Мы познакомились с факторией: магазин, радиостанция, поссовет, красный уголок. В красном уголке в строгом порядке разложены по полочкам и по столам книги, учебники для неграмотных на русском и эвенкийском языках.
Молодежь и даже пожилые эвенки играют в бильярд. И неплохо. На моих глазах пожилой эвенк обыграл русского с каравана и очень крепко!»
«17 августа я возвратился из командировки. Ездил на глиссере за 80 км вниз по Н. Тунгуске в геологическую экспедицию».
В дневнике отца Ольга Анатольевна нашла карандашные строчки, написанные, возможно, под впечатлением этой поездки:
Встречный ветер, сильный ветер
Брызжет пылью водяной.
За кормой вода вскипает,
Поднимает вал седой.
Справа скалы – дух захватит,
Сосны, пихты между скал.
И горбясь и извиваясь,
Меж камней дробится вал.
Летописец северной жизни
Невозможно без волнения и не оставляющего тебя глубочайшего интереса вчитываться в эти строки, оставленные очевидцем событий почти 80-летней давности, происходящих в далекой и малоизвестной тогда Эвенкии:
«В экспедиции пробыл 3 дня. Смотрел, как добывают исландский шпат, идущий в оборонную промышленность. Здесь самые богатые месторождения по Союзу. Шпат похож на стекло белого и желтоватого цвета. Колется правильными ромбами. Самородки шпата бывают до 1-5 кг. Он очень дорог. Один кг шпата стоит 12300 руб.
Часть экспедиции – инженер-геолог, рабочие – останутся на зимовку. Цель – выяснить, возможны ли горные работы на Севере в зимних условиях. Если можно, то с будущего года работы будут проходить круглый год. Исландский шпат находится в вечной мерзлоте».
«Сейчас наблюдается массовый переход белок с одного места на другое. Часто можно видеть прямо в Туре этих маленьких зверушек. Белки прыгают по крышам, по телеграфным столбам. Но бить их еще не разрешается. Можно будет только с 15 октября. Пойду на охоту с малокалиберной винтовкой. Из нее уже стрелял много раз.

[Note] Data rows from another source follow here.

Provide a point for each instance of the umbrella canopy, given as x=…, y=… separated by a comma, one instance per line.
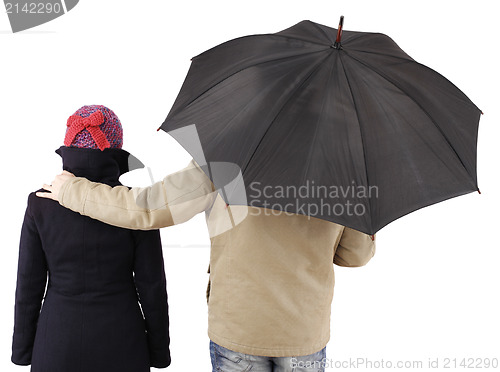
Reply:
x=350, y=129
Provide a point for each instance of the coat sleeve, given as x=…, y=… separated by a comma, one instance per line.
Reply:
x=31, y=281
x=175, y=199
x=354, y=249
x=150, y=282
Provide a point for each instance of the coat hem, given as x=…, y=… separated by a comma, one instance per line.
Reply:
x=268, y=352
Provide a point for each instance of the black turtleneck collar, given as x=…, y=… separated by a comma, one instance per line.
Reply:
x=96, y=165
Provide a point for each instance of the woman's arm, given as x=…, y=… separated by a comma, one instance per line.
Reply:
x=175, y=199
x=31, y=281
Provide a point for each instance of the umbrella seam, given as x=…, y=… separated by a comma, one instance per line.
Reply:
x=323, y=31
x=227, y=77
x=361, y=135
x=419, y=105
x=314, y=70
x=422, y=65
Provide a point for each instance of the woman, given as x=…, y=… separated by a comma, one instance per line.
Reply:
x=91, y=320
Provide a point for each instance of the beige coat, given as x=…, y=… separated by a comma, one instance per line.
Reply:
x=271, y=275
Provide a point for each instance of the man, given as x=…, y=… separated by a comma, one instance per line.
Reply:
x=271, y=275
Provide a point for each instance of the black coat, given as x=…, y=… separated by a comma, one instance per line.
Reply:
x=90, y=320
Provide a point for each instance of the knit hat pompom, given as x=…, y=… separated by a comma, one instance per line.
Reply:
x=94, y=127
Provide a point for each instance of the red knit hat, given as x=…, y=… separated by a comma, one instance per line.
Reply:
x=94, y=127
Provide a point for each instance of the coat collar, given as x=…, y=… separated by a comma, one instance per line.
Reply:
x=98, y=166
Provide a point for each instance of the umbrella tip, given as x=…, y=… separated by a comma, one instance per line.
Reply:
x=337, y=44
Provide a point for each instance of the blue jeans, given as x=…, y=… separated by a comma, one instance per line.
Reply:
x=225, y=360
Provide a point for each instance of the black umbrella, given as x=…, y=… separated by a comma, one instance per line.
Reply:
x=342, y=126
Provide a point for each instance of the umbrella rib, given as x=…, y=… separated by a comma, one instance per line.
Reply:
x=422, y=65
x=361, y=135
x=419, y=105
x=313, y=71
x=316, y=129
x=323, y=31
x=169, y=117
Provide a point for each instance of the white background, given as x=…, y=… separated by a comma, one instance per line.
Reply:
x=431, y=291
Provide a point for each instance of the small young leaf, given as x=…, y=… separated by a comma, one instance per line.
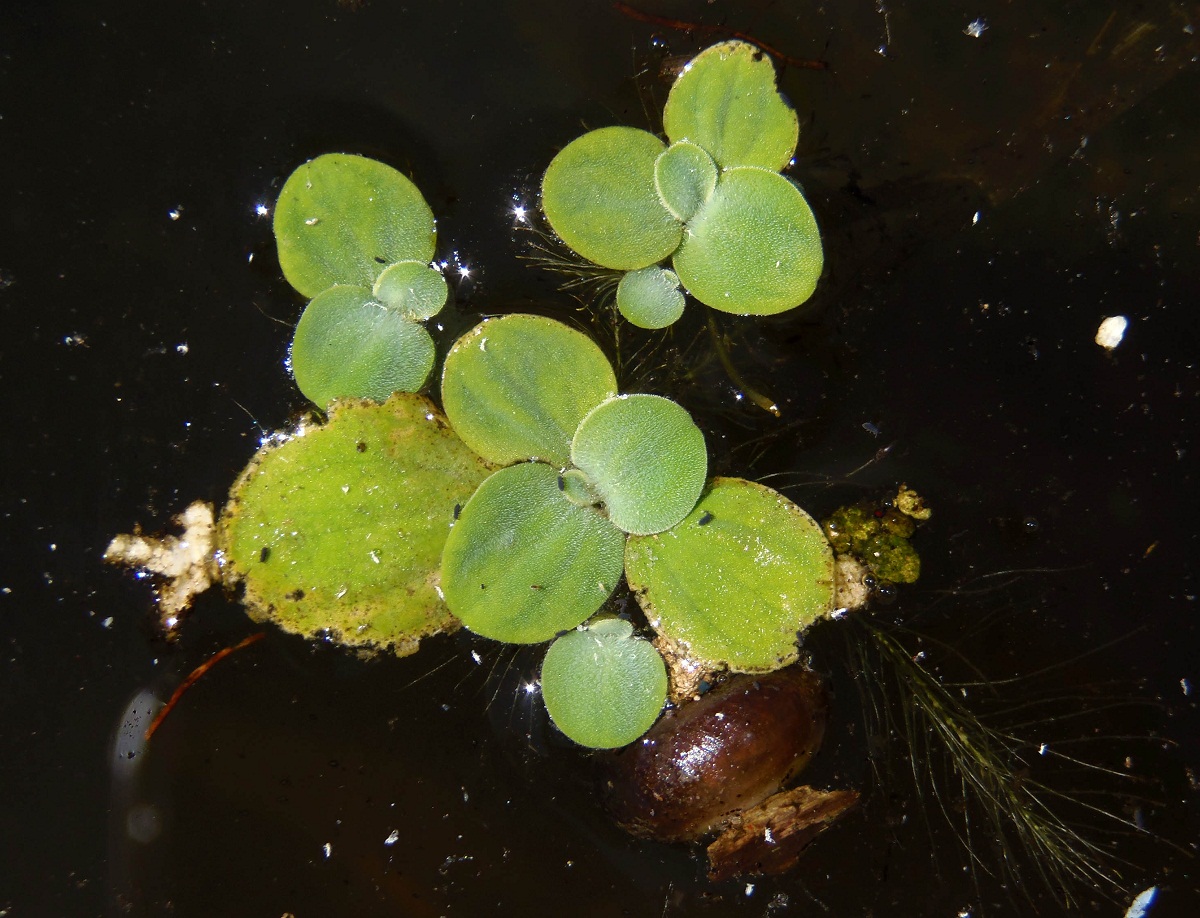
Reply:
x=523, y=563
x=726, y=102
x=413, y=289
x=737, y=580
x=341, y=220
x=646, y=457
x=517, y=387
x=651, y=298
x=754, y=249
x=603, y=687
x=684, y=177
x=321, y=552
x=349, y=346
x=599, y=196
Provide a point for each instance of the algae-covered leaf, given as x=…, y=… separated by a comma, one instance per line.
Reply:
x=646, y=459
x=603, y=687
x=726, y=101
x=343, y=219
x=754, y=247
x=599, y=196
x=414, y=289
x=523, y=563
x=517, y=387
x=340, y=528
x=684, y=177
x=737, y=580
x=349, y=346
x=651, y=298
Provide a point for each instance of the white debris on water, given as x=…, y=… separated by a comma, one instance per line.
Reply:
x=1111, y=331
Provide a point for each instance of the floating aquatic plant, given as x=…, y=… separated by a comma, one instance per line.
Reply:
x=604, y=687
x=339, y=529
x=357, y=238
x=739, y=235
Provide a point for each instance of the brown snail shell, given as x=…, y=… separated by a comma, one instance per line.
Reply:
x=718, y=756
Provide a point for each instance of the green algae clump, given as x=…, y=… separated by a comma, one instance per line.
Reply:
x=877, y=534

Стрелял в тире из пистолета и револьвера».
В письме к матери: «Брат Николай хвалится, что очень много грибов. Это все пустяки, по сравнению как здесь! Стоит лишь зайти на километр – полтора в тайгу, как наберешь столько грибов, что не унесешь. Очень много голубицы. А брусники (уже поспевает) множество!»
«Рыбы много. Наловили мы однажды с Петром Степановичем – самым заядлым рыбаком Туры (нашим директором типографии), развели в тайге у ручья костер, вскипятили чай с ягодами, сделали опалишку. Наелись замечательно!
«Опалишку» делают так: вычищенную и вымытую рыбу завертывают в газету и кладут в горячую золу. Жарится быстро и хорошо. Попробуй сделать так, только не забудь посолить».
«Рыбы в здешних реках – Н. Тунгуске и Кочечуме – полно. Рыбачил уже несколько раз. Беру одну удочку, ловлю пауков или кузнечиков и на них забрасываю удочку без поплавка и грузила. Попадается хариус, сиг и другая рыба».
19.07.1940 г. «13 июля ездил за 25 км в командировку в пионерский лагерь. Обратно в Туру я вместе с товарищами шел по тайге. Какая красота и дикость природы! Перебродил через 5 горных речек. Там вода холодная, стремительная. Поймал насморк».
«Проходил приписку. Признали негодным к строевой службе по зрению».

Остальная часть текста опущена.